When you feel you are in control of a given situation, you have a sense of security. When others try to take over that control, you instinctively rebel.
Dr. Les Carter gives this example: "Enter into your life someone who says, 'I don't like the way you do things. We're going to do things my way.'
"That happens frequently in a divorce. Another person may start making decisions that directly affect you, that are way out of bounds from what you believe. He or she may say things about you behind your back. You feel like you're constantly scrambling, trying to figure out what to say in rebuttal. You feel controlled.
"When that occurs, your natural desire is to want to recapture control. You can find yourself in a power play: 'You've got control over me. I want to prove I can have control back over you.' Before you know it, you get pulled into frustrating circumstances, the net result being anger.
"If you want to let go of some of the anger, then let go of it by realizing you can't control other people.
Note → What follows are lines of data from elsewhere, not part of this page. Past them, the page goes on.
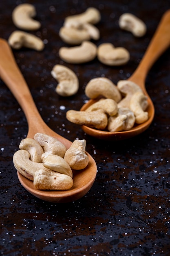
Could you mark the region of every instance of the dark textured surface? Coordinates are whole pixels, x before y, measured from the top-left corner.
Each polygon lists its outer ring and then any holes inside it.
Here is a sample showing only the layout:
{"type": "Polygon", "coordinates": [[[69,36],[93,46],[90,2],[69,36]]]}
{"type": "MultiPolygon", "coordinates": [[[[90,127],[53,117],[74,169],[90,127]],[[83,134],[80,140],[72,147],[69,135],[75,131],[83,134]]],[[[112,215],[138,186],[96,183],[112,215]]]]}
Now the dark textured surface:
{"type": "MultiPolygon", "coordinates": [[[[8,39],[16,29],[11,14],[24,1],[6,0],[0,5],[0,34],[8,39]]],[[[32,32],[45,40],[42,52],[13,50],[17,63],[45,121],[71,141],[86,140],[98,172],[90,191],[79,200],[66,204],[42,201],[30,194],[18,181],[12,163],[14,152],[26,136],[26,121],[20,107],[0,80],[0,172],[1,255],[169,255],[170,249],[170,49],[155,64],[147,78],[146,88],[155,107],[149,128],[125,141],[104,141],[84,134],[66,118],[70,109],[79,110],[87,99],[84,87],[101,76],[116,83],[137,67],[169,0],[27,1],[37,10],[42,24],[32,32]],[[58,36],[64,18],[90,6],[99,9],[97,25],[101,38],[130,54],[128,65],[108,67],[97,59],[81,65],[65,63],[58,57],[65,44],[58,36]],[[135,14],[147,25],[142,38],[120,29],[118,20],[125,12],[135,14]],[[57,82],[50,72],[60,63],[78,76],[78,93],[68,98],[55,92],[57,82]],[[63,108],[62,106],[64,106],[63,108]]]]}

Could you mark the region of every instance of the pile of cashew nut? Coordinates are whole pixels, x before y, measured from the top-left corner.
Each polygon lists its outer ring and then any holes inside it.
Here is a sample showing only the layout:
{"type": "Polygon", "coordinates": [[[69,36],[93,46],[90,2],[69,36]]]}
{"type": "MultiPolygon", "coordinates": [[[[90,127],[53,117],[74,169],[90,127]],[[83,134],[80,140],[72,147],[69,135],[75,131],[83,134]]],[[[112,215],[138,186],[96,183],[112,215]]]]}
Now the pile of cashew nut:
{"type": "Polygon", "coordinates": [[[148,119],[145,111],[147,98],[139,85],[132,81],[121,80],[116,85],[107,78],[95,78],[87,84],[85,93],[96,102],[84,111],[68,110],[66,117],[72,123],[120,132],[128,130],[135,123],[141,124],[148,119]]]}
{"type": "Polygon", "coordinates": [[[72,170],[82,170],[88,164],[86,146],[85,139],[76,139],[66,150],[57,139],[38,133],[21,141],[13,163],[36,189],[66,190],[73,185],[72,170]]]}
{"type": "MultiPolygon", "coordinates": [[[[22,4],[13,10],[12,18],[14,25],[19,29],[34,31],[41,27],[40,23],[33,18],[36,14],[33,5],[22,4]]],[[[8,42],[13,49],[20,49],[26,47],[37,51],[42,51],[44,47],[43,41],[37,36],[29,33],[15,30],[9,37],[8,42]]]]}

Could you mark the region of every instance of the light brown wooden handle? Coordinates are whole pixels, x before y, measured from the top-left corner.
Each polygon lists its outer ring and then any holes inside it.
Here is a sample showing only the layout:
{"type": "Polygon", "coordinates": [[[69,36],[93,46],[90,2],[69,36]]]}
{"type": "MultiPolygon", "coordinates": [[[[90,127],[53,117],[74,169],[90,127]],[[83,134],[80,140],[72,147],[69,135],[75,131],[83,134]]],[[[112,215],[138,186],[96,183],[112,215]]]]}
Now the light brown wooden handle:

You may not like what they have to say or how they are acting, but that's not something you can control."
You are always the one who controls how you react to a situation. Your attitude, your words, and your actions are all the result of decisions made by you. Focus on controlling yourself, and walk on a higher plane than those who are negative, petty, or domineering.
"From the ends of the earth I call to you [God], I call as my heart grows faint; lead me to the rock that is higher than I" (Psalm 61:2).